Giusto per fare il punto della situazione, ricordo che al capitolo 6, cioè nelle pagine immediatamente precedenti a quella che leggiamo oggi, Giovanni Battista è stato ucciso. Gesù aveva perciò preso in disparte i suoi discepoli, ma erano stati raggiunti da una grande folla, per la quale aveva moltiplicato i pani e i pesci. Dopodiché è approdato a Gennèsaret (città della Galilea, sulle rive del Lago di Galilea, non lontano da Nazareth), dove la gente lo riconosce immediatamente e gli porta i malati.

È proprio qui, che come dice il primo versetto del capitolo 7 «si riunirono attorno a Gesù i farisei e alcuni degli scribi, venuti da Gerusalemme».

Il brano non chiarisce se il motivo della loro venuta fosse in partenza polemico o se avevano raggiunto Gesù per ascoltare quel maestro che ormai stava diventando famoso, fatto sta che, «avendo visto che alcuni dei suoi discepoli prendevano cibo con mani impure, cioè non lavate […] quei farisei e scribi lo interrogarono: “Perché i tuoi discepoli non si comportano secondo la tradizione degli antichi, ma prendono cibo con mani impure?”».

Ciò che fa problema è dunque che la comunità dei discepoli ha dei comportamenti diversi dalla tradizione (i discepoli e Gesù stesso erano tutti ebrei e ciò che non stavano rispettando erano le tradizioni ebraiche).

Attenzione però! Le tradizioni ebraiche non avevano un’origine qualunque, ma trovavano il loro fondamento nella Bibbia. La questione quindi è un po’ più complessa: il problema non è solo “sociale” (all’interno di una società, qualcuno non segue le usanze tradizionali) ma anche “religioso” (le prescrizioni che Gesù e i discepoli non seguono sono prescrizioni religiose, sacre in qualche modo).

Ciò su cui viene chiamato in causa Gesù è pertanto la sua ortodossia. Non a caso la Chiesa sceglie come prima lettura di questa domenica il testo del Deuteronomio in cui Mosè chiede una fedeltà indiscussa alle norme contenute nella Legge.

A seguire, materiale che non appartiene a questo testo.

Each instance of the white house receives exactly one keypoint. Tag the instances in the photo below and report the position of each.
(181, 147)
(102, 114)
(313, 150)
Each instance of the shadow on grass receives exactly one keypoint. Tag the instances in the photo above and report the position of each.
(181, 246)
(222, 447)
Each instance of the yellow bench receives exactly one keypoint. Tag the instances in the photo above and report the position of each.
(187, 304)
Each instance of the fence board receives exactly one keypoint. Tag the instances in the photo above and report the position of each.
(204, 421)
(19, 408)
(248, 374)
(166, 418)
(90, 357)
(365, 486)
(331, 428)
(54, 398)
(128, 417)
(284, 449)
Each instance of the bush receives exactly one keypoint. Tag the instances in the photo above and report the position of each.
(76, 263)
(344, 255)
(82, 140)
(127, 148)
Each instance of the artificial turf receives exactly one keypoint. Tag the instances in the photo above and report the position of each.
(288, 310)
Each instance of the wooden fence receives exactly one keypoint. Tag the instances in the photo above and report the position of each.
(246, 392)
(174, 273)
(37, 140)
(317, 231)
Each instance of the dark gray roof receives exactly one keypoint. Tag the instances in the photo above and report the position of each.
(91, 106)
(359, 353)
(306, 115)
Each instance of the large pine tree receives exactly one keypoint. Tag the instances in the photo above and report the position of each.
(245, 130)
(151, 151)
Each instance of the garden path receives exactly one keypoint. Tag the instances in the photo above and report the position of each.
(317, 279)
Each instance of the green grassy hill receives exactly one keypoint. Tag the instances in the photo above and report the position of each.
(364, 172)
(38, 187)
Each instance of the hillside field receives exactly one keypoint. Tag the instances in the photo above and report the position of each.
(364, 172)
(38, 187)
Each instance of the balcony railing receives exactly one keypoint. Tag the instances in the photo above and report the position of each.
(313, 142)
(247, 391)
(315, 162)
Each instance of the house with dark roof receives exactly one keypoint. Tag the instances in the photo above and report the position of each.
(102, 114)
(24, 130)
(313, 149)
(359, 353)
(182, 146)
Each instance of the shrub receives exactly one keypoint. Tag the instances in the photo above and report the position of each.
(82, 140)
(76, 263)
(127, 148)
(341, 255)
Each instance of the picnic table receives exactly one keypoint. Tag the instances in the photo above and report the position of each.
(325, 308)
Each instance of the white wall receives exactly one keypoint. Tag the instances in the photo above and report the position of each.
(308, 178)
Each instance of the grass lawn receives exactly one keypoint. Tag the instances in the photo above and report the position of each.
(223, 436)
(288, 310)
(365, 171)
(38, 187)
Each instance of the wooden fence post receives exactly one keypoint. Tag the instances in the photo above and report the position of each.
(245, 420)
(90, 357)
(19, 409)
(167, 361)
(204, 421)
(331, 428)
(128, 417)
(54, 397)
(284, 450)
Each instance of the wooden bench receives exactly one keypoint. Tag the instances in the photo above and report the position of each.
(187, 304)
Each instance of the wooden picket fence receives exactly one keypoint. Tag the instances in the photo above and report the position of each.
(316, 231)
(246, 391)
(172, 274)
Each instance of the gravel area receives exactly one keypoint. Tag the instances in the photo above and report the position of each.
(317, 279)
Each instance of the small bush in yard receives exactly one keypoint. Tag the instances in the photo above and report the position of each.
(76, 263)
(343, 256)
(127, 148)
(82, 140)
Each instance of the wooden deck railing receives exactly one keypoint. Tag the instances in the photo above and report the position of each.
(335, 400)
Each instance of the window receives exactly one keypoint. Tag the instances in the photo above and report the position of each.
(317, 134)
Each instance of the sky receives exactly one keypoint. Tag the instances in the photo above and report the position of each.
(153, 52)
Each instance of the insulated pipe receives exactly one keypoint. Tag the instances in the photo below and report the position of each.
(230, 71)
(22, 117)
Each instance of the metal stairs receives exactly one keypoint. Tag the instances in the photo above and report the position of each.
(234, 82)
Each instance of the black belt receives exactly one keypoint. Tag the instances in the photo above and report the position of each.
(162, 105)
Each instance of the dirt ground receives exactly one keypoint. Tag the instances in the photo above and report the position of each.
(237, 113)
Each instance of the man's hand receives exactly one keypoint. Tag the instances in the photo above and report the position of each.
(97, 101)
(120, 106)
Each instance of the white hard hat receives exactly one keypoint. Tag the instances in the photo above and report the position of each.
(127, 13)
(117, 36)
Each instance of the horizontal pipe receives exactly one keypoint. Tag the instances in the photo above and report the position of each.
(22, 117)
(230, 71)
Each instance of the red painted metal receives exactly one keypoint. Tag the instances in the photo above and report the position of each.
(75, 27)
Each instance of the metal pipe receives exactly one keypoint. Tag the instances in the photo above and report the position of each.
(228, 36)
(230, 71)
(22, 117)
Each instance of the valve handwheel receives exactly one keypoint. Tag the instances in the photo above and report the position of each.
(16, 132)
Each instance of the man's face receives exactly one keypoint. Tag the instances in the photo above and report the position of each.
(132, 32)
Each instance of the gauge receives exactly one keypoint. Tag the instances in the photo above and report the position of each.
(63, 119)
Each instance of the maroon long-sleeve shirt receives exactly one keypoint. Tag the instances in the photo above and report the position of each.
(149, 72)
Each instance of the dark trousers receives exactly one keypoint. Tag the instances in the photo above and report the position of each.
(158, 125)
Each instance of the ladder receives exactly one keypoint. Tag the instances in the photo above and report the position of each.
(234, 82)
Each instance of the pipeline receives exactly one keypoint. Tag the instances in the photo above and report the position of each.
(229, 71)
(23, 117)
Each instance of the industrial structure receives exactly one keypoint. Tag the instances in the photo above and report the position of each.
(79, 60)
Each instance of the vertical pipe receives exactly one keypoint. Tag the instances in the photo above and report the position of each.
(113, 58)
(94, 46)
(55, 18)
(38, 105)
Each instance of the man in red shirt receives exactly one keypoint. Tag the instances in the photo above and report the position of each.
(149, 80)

Gesù fa proprio il contrario di ciò che Mosè aveva chiesto: «Non aggiungerete nulla a ciò che io vi comando e non ne toglierete nulla; ma osserverete i comandi del Signore, vostro Dio, che io vi prescrivo».

Perché Gesù fa così? Perché si comporta in questo modo, mettendo tra l’altro a rischio anche la sua incolumità (lo uccideranno infatti proprio per questo)?

Perché ha una novità da portare: la relazione con Dio non può essere una relazione legalista, basata su regole da rispettare, ma una relazione in cui l’uomo è implicato, è coinvolto, ci mette il cuore, la testa e la sua libertà.

Il problema, per noi, è che col passare dei secoli, anche il cristianesimo ha ridotto la fede (cioè la relazione con Dio) ad un codice etico, ad un fatto di costume, di tradizioni e usanze. È stato un percorso che è servito a tenere insieme la società, a darle uniformità, ma che si è perso la novità, la buona novità, l’entusiasmante notizia della possibilità di una relazione vera col Signore.

Oggi che la società di ieri non esiste più e che all’uniformità si sta sostituendo la pluriformità, l’impianto di usi e costumi della cristianità ha poco da dire, ma forse il vangelo no, quello, con la sua novità e liberalità, può continuare a fondare relazioni umanizzanti.